Small models learn to reason
While large language models such as GPT-4 has been making an impression for a long time Companies and individuals with the ability to reason and answer complex questions with explanations, their smaller counterparts have largely lacked that ability. Microsoft Research decided to close this gap by refining the Llama 2 base models on a highly customized synthetic dataset.
However, instead of training the small models to replicate the behavior of more capable models – a common technique known as imitation learning – the researchers trained the models to use different solution strategies for different tasks at hand. The idea was that the strategy of a larger model might not always work perfectly for a smaller model. For example, GPT-4 can answer complex questions directly, but a smaller model, without that kind of capability, might benefit from breaking the same task into a few steps.
“In Orca 2 we teach the model different reasoning techniques (step by step, remember then generate, remember-reason-generate, direct answer, etc.). More importantly, we want to help the model learn to determine the most effective solution strategy for each task,” the researchers wrote in an article paper published today.
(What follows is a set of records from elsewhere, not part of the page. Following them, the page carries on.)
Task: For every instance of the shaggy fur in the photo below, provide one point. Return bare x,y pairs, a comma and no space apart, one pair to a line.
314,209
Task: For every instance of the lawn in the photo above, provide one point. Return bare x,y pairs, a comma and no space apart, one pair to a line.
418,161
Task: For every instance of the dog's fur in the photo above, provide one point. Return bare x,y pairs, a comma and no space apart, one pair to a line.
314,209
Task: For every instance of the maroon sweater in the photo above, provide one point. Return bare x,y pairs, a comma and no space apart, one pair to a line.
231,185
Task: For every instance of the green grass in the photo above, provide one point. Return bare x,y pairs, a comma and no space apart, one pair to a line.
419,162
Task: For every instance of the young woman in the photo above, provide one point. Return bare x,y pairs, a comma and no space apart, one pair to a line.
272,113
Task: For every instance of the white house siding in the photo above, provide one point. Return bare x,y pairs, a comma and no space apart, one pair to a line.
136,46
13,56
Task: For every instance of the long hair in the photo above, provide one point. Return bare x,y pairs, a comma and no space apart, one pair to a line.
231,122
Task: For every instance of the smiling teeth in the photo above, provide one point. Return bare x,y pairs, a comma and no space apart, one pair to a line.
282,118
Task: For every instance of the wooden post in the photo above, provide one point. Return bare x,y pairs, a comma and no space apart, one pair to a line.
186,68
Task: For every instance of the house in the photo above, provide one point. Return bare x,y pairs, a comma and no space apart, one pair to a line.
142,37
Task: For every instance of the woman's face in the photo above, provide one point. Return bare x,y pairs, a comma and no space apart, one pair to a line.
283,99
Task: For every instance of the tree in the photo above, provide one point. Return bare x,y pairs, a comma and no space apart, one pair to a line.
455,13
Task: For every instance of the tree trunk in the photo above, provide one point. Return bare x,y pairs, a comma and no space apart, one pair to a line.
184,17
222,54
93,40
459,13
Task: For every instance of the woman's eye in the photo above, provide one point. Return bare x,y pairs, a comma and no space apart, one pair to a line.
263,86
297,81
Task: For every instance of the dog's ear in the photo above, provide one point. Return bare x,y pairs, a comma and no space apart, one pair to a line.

The training data for the project is obtained from a more capable teacher model in such a way that it teaches the student model to handle both aspects: how to use a reasoning strategy and when exactly to use it for a given task.
Orca 2 performs better than larger models
When tested on 15 different benchmarks (in zero-shot settings) covering aspects such as language comprehension, common sense reasoning, multi-step reasoning, math problem solving, reading comprehension, summarizing and veracity, the Orca 2 models produced astonishing results by largely matchable or better performing models that are five to ten times larger.
The average of all benchmark results showed that Orca 2 7B and 13B outperformed Llama-2-Chat-13B and 70B and WizardLM-13B and 70B. Only in the GSM8K benchmark, which consists of 8.5K high-quality primary school math problems, did WizardLM-70B convincingly outperform the Orca models and Llama models.
While the performance is good news for enterprise teams who may want a small, high-performing model for cost-effective business applications, it is important to note that these models can also inherit limitations common to other language models and those of the base models. model to which they are tailored.
Microsoft added that the technique used to create the Orca models can even be used on other base models.
“Although it has several limitations…, Orca 2’s potential for future developments is clear, especially in terms of improved reasoning, specialization, control and safety of smaller models. The use of carefully filtered synthetic data for post-training is emerging as a key strategy in these improvements. As larger models continue to excel, our work with Orca 2 marks an important step in diversifying the applications and deployment options of language models,” the research team wrote.
More small, high-performing models will emerge
With the release of open-source Orca 2 models and the continued research in the space, it’s safe to say that more high-performing small language models are likely to emerge in the near future.
Just a few weeks ago, China recently became a unicorn 01.AIfounded by experienced AI expert Kai-Fu Lee, set out with the. also a big step in this area release of a parameter of 34 billion model that supports Chinese and English and outperforms its 70 billion Llama 2 and 180 billion Falcon counterparts. The startup also offers a smaller option that is trained with 6 billion parameters and performs respectably on commonly used AI/ML model benchmarks.
Mistral AIthe six-month-old Paris-based startup that made headlines with its unique Word Art logo and a record-setting $118 million seed round also offers a $7 billion parameter model that outperforms larger offerings, including Meta’s Lama 2 13B (one of Meta’s smaller newer models).